Kirelli Yasin, Arslankaya Seher, Koçer Havva Belma, Harmantepe Tarık
Management Information Systems, Kutahya Dumlupinar University, Kutahya, Turkey.
Industrial Engineering Department, Sakarya University, Sakarya, Turkey.
Heliyon. 2023 May 30;9(6):e16812. doi: 10.1016/j.heliyon.2023.e16812. eCollection 2023 Jun.
The objective of the study is to evaluate the performance of CNN-based proposed models for predicting patients' response to NAC treatment and the disease development process in the pathological area. The study aims to determine the main criteria that affect the model's success during training, such as the number of convolutional layers, dataset quality and depended variable.
The study uses pathological data frequently used in the healthcare industry to evaluate the proposed CNN-based models. The researchers analyze the classification performances of the models and evaluate their success during training.
The study shows that using deep learning methods, particularly CNN models, can offer strong feature representation and lead to accurate predictions of patients' response to NAC treatment and the disease development process in the pathological area. A model that predicts 'miller coefficient', 'tumor lymph node value', 'complete response in both tumor and axilla' values with high accuracy, which is considered to be effective in achieving complete response to treatment, has been created. Estimation performance metrics have been obtained as 87%, 77% and 91%, respectively.

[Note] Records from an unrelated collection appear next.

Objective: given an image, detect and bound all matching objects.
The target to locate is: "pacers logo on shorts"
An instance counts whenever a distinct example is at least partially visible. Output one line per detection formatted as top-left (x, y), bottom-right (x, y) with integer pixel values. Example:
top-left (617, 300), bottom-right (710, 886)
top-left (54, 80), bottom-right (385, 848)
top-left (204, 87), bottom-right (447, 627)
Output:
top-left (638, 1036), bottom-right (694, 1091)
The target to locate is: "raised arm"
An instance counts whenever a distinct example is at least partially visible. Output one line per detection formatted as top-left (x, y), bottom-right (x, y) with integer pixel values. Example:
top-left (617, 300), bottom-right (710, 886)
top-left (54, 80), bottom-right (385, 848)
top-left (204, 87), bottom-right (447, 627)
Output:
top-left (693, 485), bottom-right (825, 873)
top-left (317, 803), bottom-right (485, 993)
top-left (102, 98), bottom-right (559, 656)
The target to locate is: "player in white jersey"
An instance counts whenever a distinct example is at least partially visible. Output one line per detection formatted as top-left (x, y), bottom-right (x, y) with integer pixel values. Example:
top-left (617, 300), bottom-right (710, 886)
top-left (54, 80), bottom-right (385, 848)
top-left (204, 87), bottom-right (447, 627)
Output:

The study concludes that interpreting pathological test results with deep learning methods is an effective way of determining the correct diagnosis and treatment method, as well as the prognosis follow-up of the patient. It provides clinicians with a solution to a large extent, particularly in the case of large, heterogeneous datasets that can be challenging to manage with traditional methods. The study suggests that using machine learning and deep learning methods can significantly improve the performance of interpreting and managing healthcare data.
本研究的目的是评估基于卷积神经网络(CNN)的模型在预测患者对新辅助化疗(NAC)治疗的反应以及病理区域疾病发展过程方面的性能。该研究旨在确定影响模型训练成功的主要标准,如卷积层数、数据集质量和因变量。
本研究使用医疗行业常用的病理数据来评估所提出的基于CNN的模型。研究人员分析模型的分类性能,并评估其在训练过程中的成功程度。
研究表明,使用深度学习方法,特别是CNN模型,可以提供强大的特征表示,并能准确预测患者对NAC治疗的反应以及病理区域的疾病发展过程。已经创建了一个能够高精度预测“米勒系数”“肿瘤淋巴结值”“肿瘤和腋窝均完全缓解”值的模型,该模型被认为在实现治疗完全缓解方面是有效的。估计性能指标分别为87%、77%和91%。
该研究得出结论,用深度学习方法解释病理检查结果是确定正确诊断和治疗方法以及患者预后随访的有效途径。它在很大程度上为临床医生提供了解决方案,特别是对于传统方法管理起来可能具有挑战性的大型异构数据集。该研究表明,使用机器学习和深度学习方法可以显著提高医疗数据解释和管理的性能。